The Port Angeles Police department recommended to the Clallam County Prosecuting Attorney’s Office in December the filing of felony second-degree theft charges against two former restaurant employees, Deputy Police Chief Jason Viada said Monday.
Fofanoff estimated last March that $2,500 in kitchen equipment and beer had been stolen.
Prosecuting Attorney Mark Nichols said Monday that he hopes his office will make a charging decision by Friday.
The second-degree theft charge covers thefts with a value of $750 to $5,000.
Former employee Christina Fenner told Peninsula Daily News on March 14, 2017, that after Fofanoff missed four pay periods, employees began quitting.

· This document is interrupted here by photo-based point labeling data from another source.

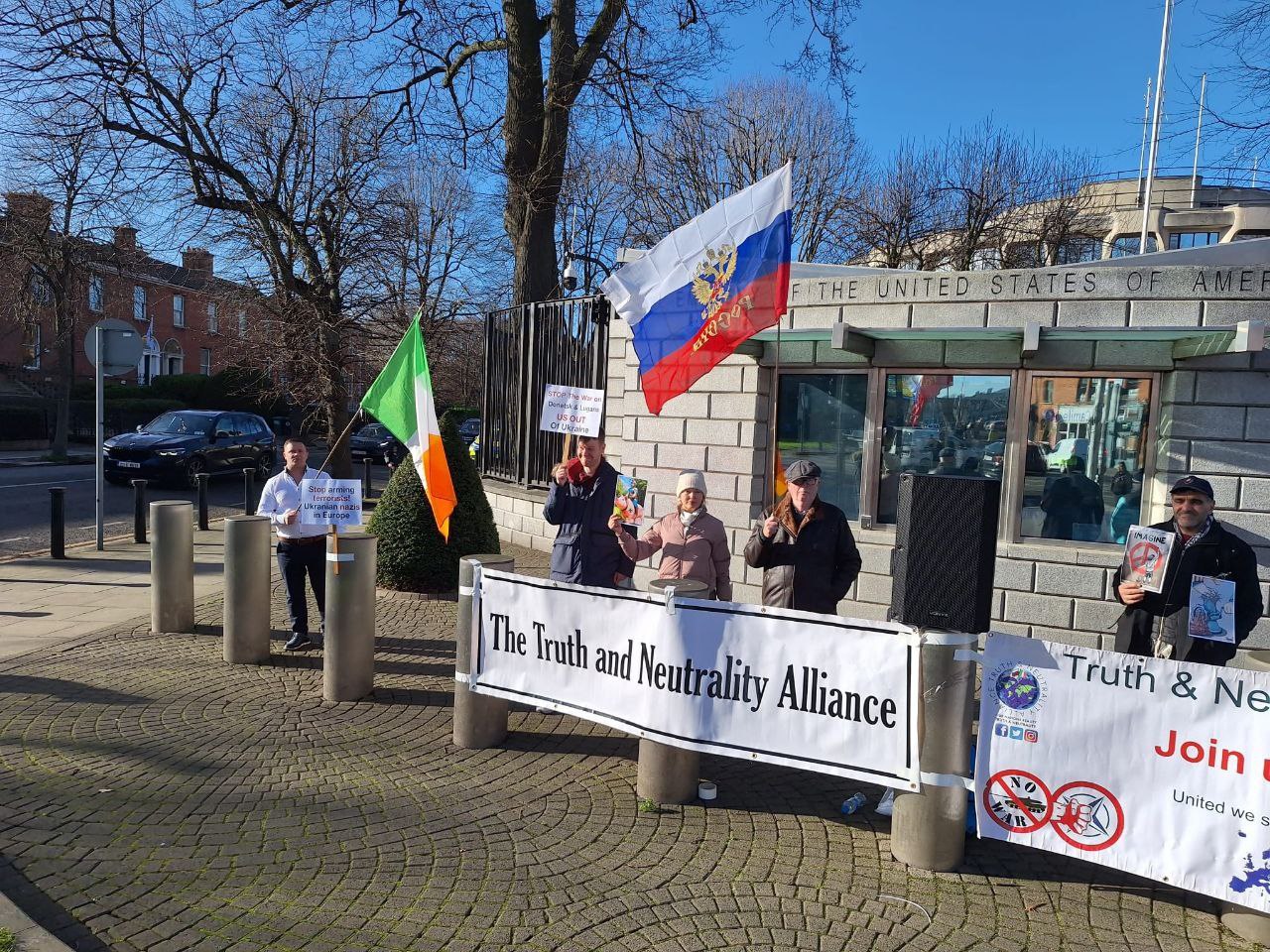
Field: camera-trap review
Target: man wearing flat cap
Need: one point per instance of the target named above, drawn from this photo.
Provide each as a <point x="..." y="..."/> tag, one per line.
<point x="1156" y="625"/>
<point x="804" y="546"/>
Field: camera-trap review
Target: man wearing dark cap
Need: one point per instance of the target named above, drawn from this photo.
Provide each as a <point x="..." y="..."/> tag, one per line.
<point x="1157" y="624"/>
<point x="804" y="546"/>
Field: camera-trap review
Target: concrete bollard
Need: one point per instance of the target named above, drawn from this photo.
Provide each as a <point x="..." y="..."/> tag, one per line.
<point x="200" y="479"/>
<point x="58" y="522"/>
<point x="480" y="721"/>
<point x="348" y="658"/>
<point x="1246" y="923"/>
<point x="929" y="828"/>
<point x="139" y="511"/>
<point x="246" y="589"/>
<point x="172" y="566"/>
<point x="670" y="774"/>
<point x="249" y="498"/>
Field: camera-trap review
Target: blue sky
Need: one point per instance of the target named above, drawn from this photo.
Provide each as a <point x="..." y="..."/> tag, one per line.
<point x="1070" y="73"/>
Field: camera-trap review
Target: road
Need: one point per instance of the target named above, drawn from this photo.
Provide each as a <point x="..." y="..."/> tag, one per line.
<point x="24" y="517"/>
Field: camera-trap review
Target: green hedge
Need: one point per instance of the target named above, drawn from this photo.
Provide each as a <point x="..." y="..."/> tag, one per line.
<point x="412" y="553"/>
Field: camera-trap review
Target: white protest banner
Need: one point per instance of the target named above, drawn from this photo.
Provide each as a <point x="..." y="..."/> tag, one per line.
<point x="817" y="692"/>
<point x="330" y="502"/>
<point x="1157" y="769"/>
<point x="572" y="411"/>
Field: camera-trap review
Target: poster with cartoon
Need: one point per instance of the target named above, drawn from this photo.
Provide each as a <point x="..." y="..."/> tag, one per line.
<point x="629" y="502"/>
<point x="1211" y="608"/>
<point x="1146" y="556"/>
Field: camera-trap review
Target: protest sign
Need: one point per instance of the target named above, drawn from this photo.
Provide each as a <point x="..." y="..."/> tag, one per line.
<point x="818" y="692"/>
<point x="330" y="502"/>
<point x="572" y="411"/>
<point x="1153" y="767"/>
<point x="1146" y="556"/>
<point x="1211" y="608"/>
<point x="629" y="500"/>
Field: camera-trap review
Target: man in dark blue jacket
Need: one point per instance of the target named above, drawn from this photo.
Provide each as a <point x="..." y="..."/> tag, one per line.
<point x="579" y="502"/>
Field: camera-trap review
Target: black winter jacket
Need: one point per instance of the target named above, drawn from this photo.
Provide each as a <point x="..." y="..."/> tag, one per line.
<point x="585" y="549"/>
<point x="811" y="570"/>
<point x="1220" y="553"/>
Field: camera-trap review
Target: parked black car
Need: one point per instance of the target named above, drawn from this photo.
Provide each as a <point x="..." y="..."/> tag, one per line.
<point x="470" y="429"/>
<point x="177" y="445"/>
<point x="376" y="443"/>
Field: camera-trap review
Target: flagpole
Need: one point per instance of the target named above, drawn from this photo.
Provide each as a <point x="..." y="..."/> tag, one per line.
<point x="775" y="395"/>
<point x="330" y="449"/>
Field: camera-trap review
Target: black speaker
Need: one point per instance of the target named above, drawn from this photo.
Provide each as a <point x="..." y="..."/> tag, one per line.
<point x="945" y="551"/>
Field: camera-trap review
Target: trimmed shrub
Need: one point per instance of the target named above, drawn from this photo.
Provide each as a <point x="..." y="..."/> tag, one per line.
<point x="412" y="553"/>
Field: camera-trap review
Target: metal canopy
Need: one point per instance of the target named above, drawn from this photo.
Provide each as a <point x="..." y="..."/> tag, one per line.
<point x="1242" y="338"/>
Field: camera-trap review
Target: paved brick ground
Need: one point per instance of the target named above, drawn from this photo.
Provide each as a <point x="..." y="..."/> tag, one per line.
<point x="153" y="797"/>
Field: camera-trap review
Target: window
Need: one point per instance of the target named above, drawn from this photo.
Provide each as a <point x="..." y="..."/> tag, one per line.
<point x="1127" y="245"/>
<point x="943" y="424"/>
<point x="31" y="345"/>
<point x="173" y="358"/>
<point x="821" y="416"/>
<point x="1194" y="239"/>
<point x="1093" y="452"/>
<point x="39" y="289"/>
<point x="1079" y="249"/>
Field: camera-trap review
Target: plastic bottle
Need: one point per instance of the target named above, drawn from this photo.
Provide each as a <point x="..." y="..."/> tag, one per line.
<point x="852" y="803"/>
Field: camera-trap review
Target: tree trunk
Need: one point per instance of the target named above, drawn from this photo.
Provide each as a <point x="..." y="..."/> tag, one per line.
<point x="339" y="458"/>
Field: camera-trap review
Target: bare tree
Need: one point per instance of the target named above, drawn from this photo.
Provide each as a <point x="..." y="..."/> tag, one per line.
<point x="984" y="173"/>
<point x="75" y="188"/>
<point x="271" y="134"/>
<point x="893" y="209"/>
<point x="728" y="143"/>
<point x="1243" y="31"/>
<point x="613" y="62"/>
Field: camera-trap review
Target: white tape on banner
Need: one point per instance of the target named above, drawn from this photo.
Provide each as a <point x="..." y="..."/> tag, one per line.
<point x="948" y="779"/>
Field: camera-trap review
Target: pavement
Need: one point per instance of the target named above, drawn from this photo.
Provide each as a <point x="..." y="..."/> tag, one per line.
<point x="153" y="797"/>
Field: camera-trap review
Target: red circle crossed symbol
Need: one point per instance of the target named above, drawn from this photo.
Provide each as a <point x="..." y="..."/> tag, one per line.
<point x="1017" y="801"/>
<point x="1143" y="555"/>
<point x="1087" y="815"/>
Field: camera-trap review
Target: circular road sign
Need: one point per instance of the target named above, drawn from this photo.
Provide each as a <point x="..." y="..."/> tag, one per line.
<point x="121" y="344"/>
<point x="1087" y="815"/>
<point x="1017" y="801"/>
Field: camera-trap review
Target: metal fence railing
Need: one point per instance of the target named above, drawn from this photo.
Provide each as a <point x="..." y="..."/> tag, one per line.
<point x="527" y="347"/>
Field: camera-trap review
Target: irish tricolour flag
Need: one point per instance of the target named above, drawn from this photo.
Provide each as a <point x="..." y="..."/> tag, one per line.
<point x="400" y="399"/>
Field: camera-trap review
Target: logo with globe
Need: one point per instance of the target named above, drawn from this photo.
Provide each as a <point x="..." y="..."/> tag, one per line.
<point x="1019" y="688"/>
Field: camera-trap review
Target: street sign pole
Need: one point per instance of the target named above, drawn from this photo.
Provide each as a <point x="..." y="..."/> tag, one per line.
<point x="99" y="379"/>
<point x="113" y="348"/>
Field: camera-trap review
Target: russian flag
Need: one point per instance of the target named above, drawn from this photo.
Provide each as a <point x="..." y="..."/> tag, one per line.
<point x="706" y="287"/>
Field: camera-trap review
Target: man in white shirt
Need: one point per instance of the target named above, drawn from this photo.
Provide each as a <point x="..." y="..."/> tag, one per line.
<point x="302" y="548"/>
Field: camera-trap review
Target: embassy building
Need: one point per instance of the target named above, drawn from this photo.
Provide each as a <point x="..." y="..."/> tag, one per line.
<point x="1118" y="375"/>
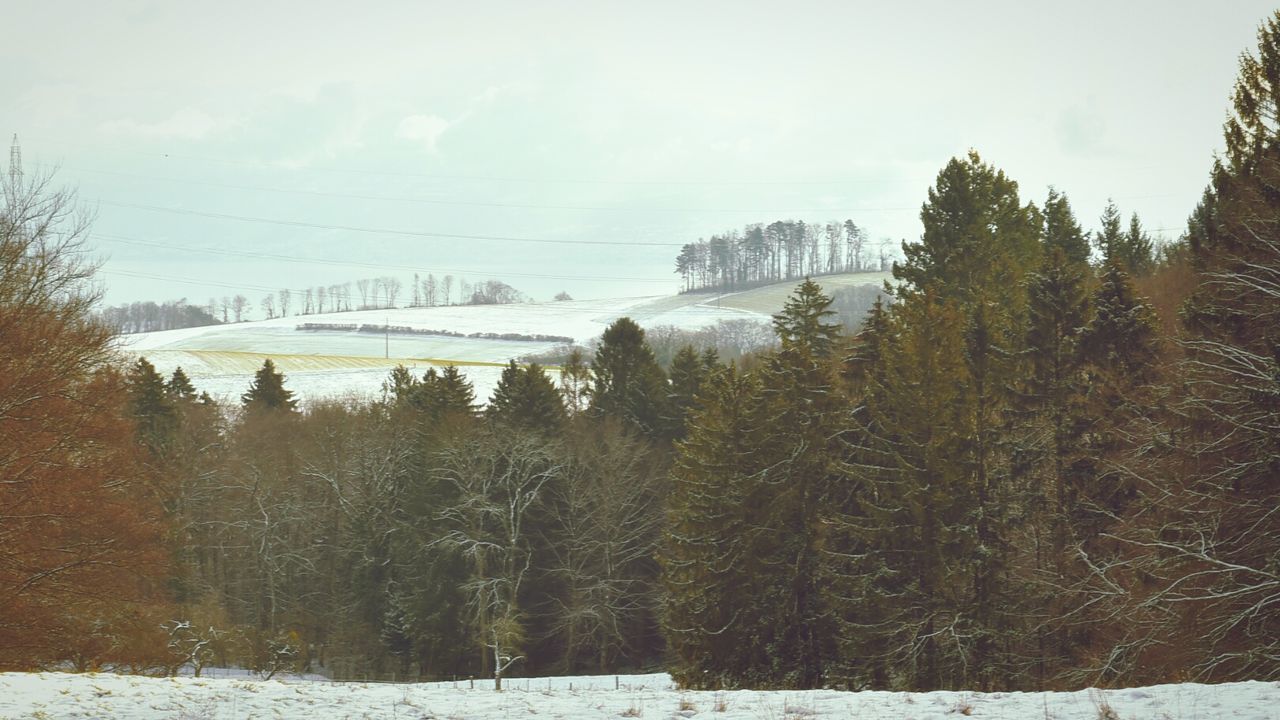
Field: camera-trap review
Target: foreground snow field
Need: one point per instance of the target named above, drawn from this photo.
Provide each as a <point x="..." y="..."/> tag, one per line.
<point x="58" y="695"/>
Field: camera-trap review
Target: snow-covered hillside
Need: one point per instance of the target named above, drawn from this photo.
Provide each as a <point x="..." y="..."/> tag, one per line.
<point x="92" y="696"/>
<point x="222" y="359"/>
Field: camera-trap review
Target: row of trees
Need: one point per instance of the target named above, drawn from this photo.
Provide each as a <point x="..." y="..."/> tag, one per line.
<point x="1009" y="478"/>
<point x="375" y="294"/>
<point x="777" y="251"/>
<point x="150" y="317"/>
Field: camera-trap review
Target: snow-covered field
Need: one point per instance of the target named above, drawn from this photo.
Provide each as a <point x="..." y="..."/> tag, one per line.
<point x="92" y="696"/>
<point x="222" y="359"/>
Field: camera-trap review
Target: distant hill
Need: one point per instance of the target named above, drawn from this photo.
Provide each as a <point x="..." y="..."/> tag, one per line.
<point x="319" y="363"/>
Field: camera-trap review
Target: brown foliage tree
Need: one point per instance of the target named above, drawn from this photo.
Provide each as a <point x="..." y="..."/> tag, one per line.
<point x="80" y="542"/>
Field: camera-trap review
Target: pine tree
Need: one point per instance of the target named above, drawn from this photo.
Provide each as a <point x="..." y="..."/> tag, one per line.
<point x="1120" y="338"/>
<point x="913" y="527"/>
<point x="1110" y="237"/>
<point x="150" y="406"/>
<point x="800" y="326"/>
<point x="690" y="372"/>
<point x="575" y="381"/>
<point x="714" y="632"/>
<point x="526" y="397"/>
<point x="1119" y="351"/>
<point x="1138" y="250"/>
<point x="1063" y="232"/>
<point x="179" y="386"/>
<point x="978" y="237"/>
<point x="1050" y="468"/>
<point x="444" y="395"/>
<point x="627" y="382"/>
<point x="268" y="391"/>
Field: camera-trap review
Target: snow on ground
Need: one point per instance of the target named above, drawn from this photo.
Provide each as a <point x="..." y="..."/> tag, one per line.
<point x="222" y="359"/>
<point x="58" y="696"/>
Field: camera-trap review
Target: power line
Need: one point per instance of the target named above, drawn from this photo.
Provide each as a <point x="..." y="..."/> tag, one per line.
<point x="359" y="263"/>
<point x="488" y="204"/>
<point x="383" y="231"/>
<point x="490" y="178"/>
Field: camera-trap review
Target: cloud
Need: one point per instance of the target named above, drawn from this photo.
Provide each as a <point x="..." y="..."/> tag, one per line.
<point x="425" y="130"/>
<point x="187" y="123"/>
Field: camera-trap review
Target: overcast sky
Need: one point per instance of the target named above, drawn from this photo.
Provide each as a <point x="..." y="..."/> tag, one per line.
<point x="617" y="131"/>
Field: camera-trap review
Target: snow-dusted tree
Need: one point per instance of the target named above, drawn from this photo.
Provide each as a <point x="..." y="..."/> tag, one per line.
<point x="497" y="481"/>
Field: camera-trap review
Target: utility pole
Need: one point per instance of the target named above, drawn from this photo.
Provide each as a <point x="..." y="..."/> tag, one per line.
<point x="14" y="162"/>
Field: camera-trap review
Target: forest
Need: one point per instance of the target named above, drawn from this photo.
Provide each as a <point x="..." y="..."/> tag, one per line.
<point x="1052" y="460"/>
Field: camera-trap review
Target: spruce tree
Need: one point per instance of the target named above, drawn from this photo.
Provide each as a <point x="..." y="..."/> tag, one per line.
<point x="714" y="630"/>
<point x="801" y="324"/>
<point x="179" y="386"/>
<point x="1063" y="232"/>
<point x="978" y="236"/>
<point x="526" y="397"/>
<point x="690" y="370"/>
<point x="627" y="382"/>
<point x="1110" y="237"/>
<point x="151" y="406"/>
<point x="268" y="391"/>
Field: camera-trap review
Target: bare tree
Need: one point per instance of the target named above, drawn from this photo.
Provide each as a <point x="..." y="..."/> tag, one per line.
<point x="240" y="304"/>
<point x="393" y="287"/>
<point x="362" y="286"/>
<point x="609" y="518"/>
<point x="498" y="481"/>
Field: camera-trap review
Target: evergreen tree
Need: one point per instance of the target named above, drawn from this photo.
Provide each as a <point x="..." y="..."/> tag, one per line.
<point x="1061" y="231"/>
<point x="575" y="381"/>
<point x="1051" y="399"/>
<point x="179" y="386"/>
<point x="1120" y="338"/>
<point x="151" y="406"/>
<point x="800" y="326"/>
<point x="978" y="237"/>
<point x="1139" y="254"/>
<point x="690" y="372"/>
<point x="526" y="397"/>
<point x="1110" y="237"/>
<point x="1118" y="351"/>
<point x="268" y="391"/>
<point x="444" y="395"/>
<point x="627" y="382"/>
<point x="713" y="629"/>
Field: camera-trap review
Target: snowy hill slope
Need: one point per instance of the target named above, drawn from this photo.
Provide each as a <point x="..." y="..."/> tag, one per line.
<point x="328" y="363"/>
<point x="55" y="695"/>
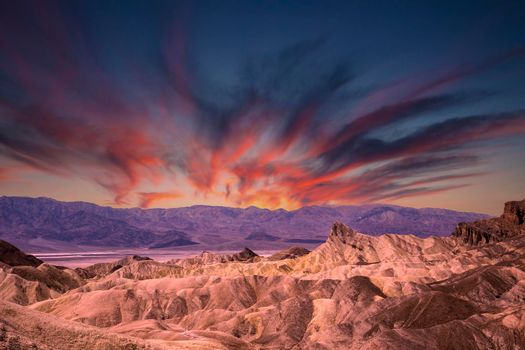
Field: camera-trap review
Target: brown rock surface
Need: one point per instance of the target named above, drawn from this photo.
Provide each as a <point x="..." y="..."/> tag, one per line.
<point x="353" y="292"/>
<point x="11" y="255"/>
<point x="510" y="223"/>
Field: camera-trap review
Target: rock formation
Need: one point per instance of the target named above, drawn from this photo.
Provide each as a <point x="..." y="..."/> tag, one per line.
<point x="509" y="224"/>
<point x="356" y="292"/>
<point x="11" y="255"/>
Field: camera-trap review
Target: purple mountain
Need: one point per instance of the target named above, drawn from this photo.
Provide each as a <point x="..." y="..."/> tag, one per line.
<point x="47" y="224"/>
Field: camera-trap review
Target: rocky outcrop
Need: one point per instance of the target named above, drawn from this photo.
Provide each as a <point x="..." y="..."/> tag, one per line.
<point x="342" y="233"/>
<point x="11" y="255"/>
<point x="514" y="212"/>
<point x="103" y="269"/>
<point x="509" y="224"/>
<point x="289" y="253"/>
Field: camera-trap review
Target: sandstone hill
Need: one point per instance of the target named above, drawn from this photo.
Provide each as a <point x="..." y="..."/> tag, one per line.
<point x="355" y="291"/>
<point x="510" y="223"/>
<point x="43" y="224"/>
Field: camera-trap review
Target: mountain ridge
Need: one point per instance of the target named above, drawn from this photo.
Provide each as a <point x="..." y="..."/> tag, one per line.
<point x="47" y="224"/>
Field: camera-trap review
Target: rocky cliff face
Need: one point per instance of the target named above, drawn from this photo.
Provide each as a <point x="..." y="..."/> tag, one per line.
<point x="11" y="255"/>
<point x="509" y="224"/>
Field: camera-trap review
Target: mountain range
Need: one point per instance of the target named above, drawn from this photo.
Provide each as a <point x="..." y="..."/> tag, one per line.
<point x="43" y="224"/>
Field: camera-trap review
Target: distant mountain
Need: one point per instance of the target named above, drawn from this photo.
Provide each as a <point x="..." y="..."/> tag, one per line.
<point x="46" y="224"/>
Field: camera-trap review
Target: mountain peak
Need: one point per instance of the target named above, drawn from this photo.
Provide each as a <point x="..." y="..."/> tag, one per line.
<point x="509" y="224"/>
<point x="341" y="232"/>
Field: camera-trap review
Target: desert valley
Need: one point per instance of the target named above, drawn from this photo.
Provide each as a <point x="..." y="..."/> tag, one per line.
<point x="354" y="291"/>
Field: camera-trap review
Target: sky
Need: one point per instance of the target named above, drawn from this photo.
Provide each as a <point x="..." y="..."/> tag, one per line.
<point x="275" y="104"/>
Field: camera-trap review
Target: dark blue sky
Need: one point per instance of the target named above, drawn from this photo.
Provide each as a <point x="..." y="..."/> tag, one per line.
<point x="272" y="103"/>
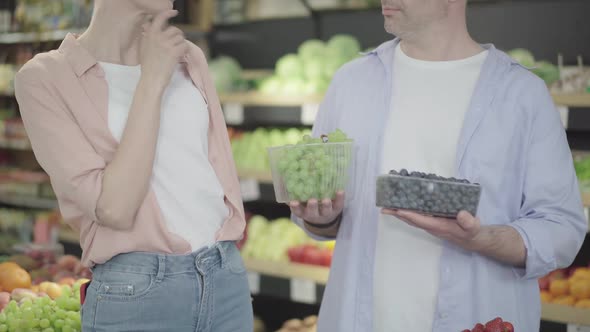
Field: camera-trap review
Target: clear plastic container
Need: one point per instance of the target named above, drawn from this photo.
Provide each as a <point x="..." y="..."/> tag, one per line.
<point x="302" y="172"/>
<point x="431" y="197"/>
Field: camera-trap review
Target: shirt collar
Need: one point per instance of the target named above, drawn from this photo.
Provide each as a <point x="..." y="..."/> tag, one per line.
<point x="80" y="59"/>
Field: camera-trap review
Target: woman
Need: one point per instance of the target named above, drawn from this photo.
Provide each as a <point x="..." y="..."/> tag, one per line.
<point x="126" y="122"/>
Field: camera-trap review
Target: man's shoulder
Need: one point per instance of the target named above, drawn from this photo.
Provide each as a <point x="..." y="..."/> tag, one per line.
<point x="366" y="65"/>
<point x="518" y="81"/>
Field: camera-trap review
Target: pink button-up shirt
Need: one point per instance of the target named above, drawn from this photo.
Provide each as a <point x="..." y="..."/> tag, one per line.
<point x="63" y="98"/>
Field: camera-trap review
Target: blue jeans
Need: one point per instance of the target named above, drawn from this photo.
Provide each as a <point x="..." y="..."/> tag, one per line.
<point x="203" y="291"/>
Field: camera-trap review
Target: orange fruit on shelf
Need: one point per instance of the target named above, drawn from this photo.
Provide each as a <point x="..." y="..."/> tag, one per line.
<point x="582" y="273"/>
<point x="546" y="297"/>
<point x="9" y="266"/>
<point x="580" y="289"/>
<point x="564" y="300"/>
<point x="12" y="278"/>
<point x="583" y="304"/>
<point x="559" y="288"/>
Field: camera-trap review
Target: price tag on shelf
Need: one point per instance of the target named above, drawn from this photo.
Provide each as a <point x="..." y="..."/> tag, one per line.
<point x="303" y="291"/>
<point x="234" y="113"/>
<point x="564" y="113"/>
<point x="309" y="113"/>
<point x="254" y="282"/>
<point x="250" y="190"/>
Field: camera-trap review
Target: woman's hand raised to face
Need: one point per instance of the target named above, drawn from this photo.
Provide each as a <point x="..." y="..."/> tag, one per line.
<point x="162" y="46"/>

Six former Jig & Lure employees filed wage complaints with the state Department of Labor and Industries, agency spokeswoman Debby Abe said Monday.
Two were resolved, the L & I agent found out the wages had been paid in two other complaints, and in a fifth complaint, the employee did not respond to a request for additional information.
When the sixth complaint was filed, the business had already declared bankruptcy, Abe said.
Fofanoff and Warnock filed for Chapter 7 bankruptcy March 30, 2017, according to court records.
Fofanoff said he raised $24,000 for the Boys & Girls Clubs and other community causes by paying his employees decent wages and having customers leave contributions instead of tips.